Africa Environmental Data Pipeline
Overview
The data processing targets contained in the predictor_data_processing_targets.R file download and process environmental and data for epidemiological modeling and forecasting across the African continent.
Data Sources
Static Data (Time-Invariant)
- Soil: Harmonized World Soil Database
- Terrain: Aspect (orientation) and slope categories
- Livestock: Gridded densities of cattle, sheep, and goats
- Elevation: Digital elevation model
- Climate: Long-term bioclimatic variables
- Land Cover: Land use types (trees, crops, water, etc.)
Dynamic Data (Time-Varying)
- Vegetation Indices
- Sentinel NDVI (2018-present, ~10-day intervals)
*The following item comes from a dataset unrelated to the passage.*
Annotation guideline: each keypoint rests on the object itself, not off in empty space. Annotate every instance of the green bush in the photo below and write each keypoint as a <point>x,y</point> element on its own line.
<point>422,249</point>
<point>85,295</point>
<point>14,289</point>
- MODIS NDVI (2005-present, ~16-day intervals)
- Weather Data
- NASA POWER: Temperature, humidity, precipitation
- ECMWF: Monthly forecasts up to 6 months ahead
Processing Steps
- Data Download: Fetches data from original sources or AWS cache
- Preprocessing: Standardizes all data to 0.1° spatial resolution
- Temporal Processing:
- Interpolates satellite data to daily intervals
- Calculates historical means for each day-of-year
- Anomaly Calculation: Computes deviations from historical baselines
- Forecast Processing: Creates anomalies for different lead times (0-30, 30-60, 60-90 days)
- Integration: Joins all data sources into unified parquet files
Infrastructure Features
- AWS Integration: Automatic upload/download of processed data to/from S3
- Parallel Processing: Processes multiple time periods simultaneously
- Error Resilience: Continues pipeline execution even if individual components fail
- Smart Caching: Avoids re-processing unchanged data
- Environment Controls: Flags for controlling overwrite and fetch behavior
- Reproducibility: Uses targets dependency management for consistent results
Output
The pipeline produces a comprehensive dataset with:
- Aligned spatial grid (0.1° resolution) covering Africa
- Daily temporal resolution
- Multiple environmental variables
- Historical anomalies and future forecasts
- Partitioned parquet files organized by date